Las averías siempre son caras. Sin embargo, hay averías caras y las hay carísimas. En la industria del petróleo y gas, la maquinaria que se utiliza es compleja, difícil de manejar y está situada en lugares poco accesibles donde los costes de reparación se elevan exponencialmente. Mantenerla en buen estado implica llevar a cabo inspecciones constantes a las que se dedican mucho tiempo y dinero.

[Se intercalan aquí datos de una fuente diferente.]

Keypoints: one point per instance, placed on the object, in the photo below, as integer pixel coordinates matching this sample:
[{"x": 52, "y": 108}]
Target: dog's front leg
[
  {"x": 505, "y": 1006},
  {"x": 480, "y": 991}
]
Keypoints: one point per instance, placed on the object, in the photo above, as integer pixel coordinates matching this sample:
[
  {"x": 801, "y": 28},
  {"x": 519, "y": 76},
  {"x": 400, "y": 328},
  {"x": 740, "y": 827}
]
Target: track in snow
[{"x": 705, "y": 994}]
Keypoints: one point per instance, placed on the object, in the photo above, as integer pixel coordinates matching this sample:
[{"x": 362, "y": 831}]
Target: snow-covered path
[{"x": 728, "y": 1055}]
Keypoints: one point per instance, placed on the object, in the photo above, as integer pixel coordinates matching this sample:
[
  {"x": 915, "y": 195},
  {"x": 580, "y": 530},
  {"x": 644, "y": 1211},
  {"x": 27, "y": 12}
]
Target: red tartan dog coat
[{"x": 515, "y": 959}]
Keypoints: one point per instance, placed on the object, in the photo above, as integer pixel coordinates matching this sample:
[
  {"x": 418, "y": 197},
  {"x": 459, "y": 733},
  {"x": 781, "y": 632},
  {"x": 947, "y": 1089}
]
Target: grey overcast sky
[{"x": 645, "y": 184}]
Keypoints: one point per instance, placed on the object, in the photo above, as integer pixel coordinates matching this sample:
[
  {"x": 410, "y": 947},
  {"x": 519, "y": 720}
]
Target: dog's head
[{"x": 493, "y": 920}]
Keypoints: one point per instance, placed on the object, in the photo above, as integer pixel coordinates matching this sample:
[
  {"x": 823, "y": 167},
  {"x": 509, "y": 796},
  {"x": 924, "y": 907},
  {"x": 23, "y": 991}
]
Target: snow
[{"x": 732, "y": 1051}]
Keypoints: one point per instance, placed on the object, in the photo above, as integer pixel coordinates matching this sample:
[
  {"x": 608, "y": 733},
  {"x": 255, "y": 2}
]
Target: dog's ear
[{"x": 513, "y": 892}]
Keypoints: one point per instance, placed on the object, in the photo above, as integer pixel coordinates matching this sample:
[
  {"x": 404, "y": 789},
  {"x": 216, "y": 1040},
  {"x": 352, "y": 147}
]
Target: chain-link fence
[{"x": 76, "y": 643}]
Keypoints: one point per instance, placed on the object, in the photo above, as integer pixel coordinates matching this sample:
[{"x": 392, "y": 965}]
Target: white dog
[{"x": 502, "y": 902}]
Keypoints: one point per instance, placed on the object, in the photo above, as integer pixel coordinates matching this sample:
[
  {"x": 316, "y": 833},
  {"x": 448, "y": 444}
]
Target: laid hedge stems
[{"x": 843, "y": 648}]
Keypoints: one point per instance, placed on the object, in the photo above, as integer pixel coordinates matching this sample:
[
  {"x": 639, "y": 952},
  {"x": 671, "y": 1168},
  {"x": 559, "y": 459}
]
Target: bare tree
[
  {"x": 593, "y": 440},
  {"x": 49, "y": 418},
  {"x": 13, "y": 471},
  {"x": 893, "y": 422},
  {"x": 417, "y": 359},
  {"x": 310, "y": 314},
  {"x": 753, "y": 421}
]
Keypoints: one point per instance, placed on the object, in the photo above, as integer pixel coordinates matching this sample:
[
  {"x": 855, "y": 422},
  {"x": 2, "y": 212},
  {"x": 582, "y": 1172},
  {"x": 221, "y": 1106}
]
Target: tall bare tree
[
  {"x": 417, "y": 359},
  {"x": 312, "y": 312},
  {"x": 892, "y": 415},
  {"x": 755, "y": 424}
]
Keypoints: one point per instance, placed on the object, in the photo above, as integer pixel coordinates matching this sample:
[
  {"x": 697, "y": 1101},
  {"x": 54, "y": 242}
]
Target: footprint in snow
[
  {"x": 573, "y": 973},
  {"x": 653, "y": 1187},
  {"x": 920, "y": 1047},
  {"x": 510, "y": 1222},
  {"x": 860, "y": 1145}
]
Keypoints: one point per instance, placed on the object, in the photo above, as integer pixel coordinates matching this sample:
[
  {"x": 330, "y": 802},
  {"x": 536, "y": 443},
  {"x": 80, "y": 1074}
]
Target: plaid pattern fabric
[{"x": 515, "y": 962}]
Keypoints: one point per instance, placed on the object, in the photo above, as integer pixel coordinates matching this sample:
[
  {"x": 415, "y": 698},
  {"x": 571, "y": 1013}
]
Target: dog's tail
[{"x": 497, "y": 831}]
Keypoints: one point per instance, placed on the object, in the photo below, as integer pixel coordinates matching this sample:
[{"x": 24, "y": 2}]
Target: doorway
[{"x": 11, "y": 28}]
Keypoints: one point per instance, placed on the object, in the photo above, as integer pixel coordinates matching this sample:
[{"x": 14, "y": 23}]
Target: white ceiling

En una instalación de gas natural de tamaño medio, el coste del cierre por avería es de cerca de 120 millones de euros al año. Si un pozo no está operativo, sus operadores pierden unos 6 millones al día, a lo que hay que sumar los posibles daños medioambientales. Y este tipo de incidencias ocurren demasiado a menudo, en este sector los tiempos de inactividad de los activos oscilan entre el 5 y el 10%. Realmente caro.

Sin embargo, el Internet Industrial y las comunicaciones machine-to-machine están revolucionando la monitorización y las capacidades de diagnóstico en este y otros sectores. CLH es un buen ejemplo, se trata de la compañía líder en España en almacenamiento, transporte y distribución de combustible, hidrocarburos y productos petrolíferos y es propietaria del mayor oleoducto civil de Europa Occidental: más de 4.000 kilómetros de longitud.

Desde 2015, cuenta con un sistema de monitorización remota y tecnología de diagnóstico de GE para la flota de bombas centrifugadoras en las plantas de Mora, Adamuz, Loeches, Monzalbarba y Torrejón. Las nuevas bombas transmiten un flujo continuo de datos mecánicos y de rendimiento (caudal, temperatura, niveles de vibración…) al Centro de Monitorización y Diagnóstico de GE Oil & Gas en Florencia, Italia. Los analistas especializados de GE trabajan 24/7 estudiando dichos datos parar detectar anomalías o recomendar reparaciones.

Las bombas de CLH son el corazón que mueve la red española de transporte de hidrocarburos y la tecnología de GE es el smartwatch de última generación que aporta datos constantes sobre su estado de salud. Además, agrega a sus capacidades analíticas GE, su conocimiento de los equipamientos de los que se extraen los datos. A largo plazo, gracias al control permanente de toda la maquinaria y al análisis centralizado de los datos, se podrá detectar cualquier anomalía sea del tamaño que sea.

Por supuesto, el proyecto de CLH y GE no se limita a la prevención de averías. Su misión es optimizar el rendimiento. Cuando se tiene la capacidad de capturar y analizar cientos de miles de datos de la flota de bombas centrifugadoras, se pueden identificar nuevos modos de mejorar el sistema. Mientras GE avanza en el desarrollo de su tecnología de monitorización y diagnóstico, el histórico de datos cada vez será mayor y la optimización, más completa.

Si el Internet de las Cosas permite a las personas tomar decisiones sobre su salud basadas en datos, el Internet Industrial está haciendo lo mismo con las industrias energéticas. El futuro nos traerá personas e industrias más “sanas”, seguras y eficientes.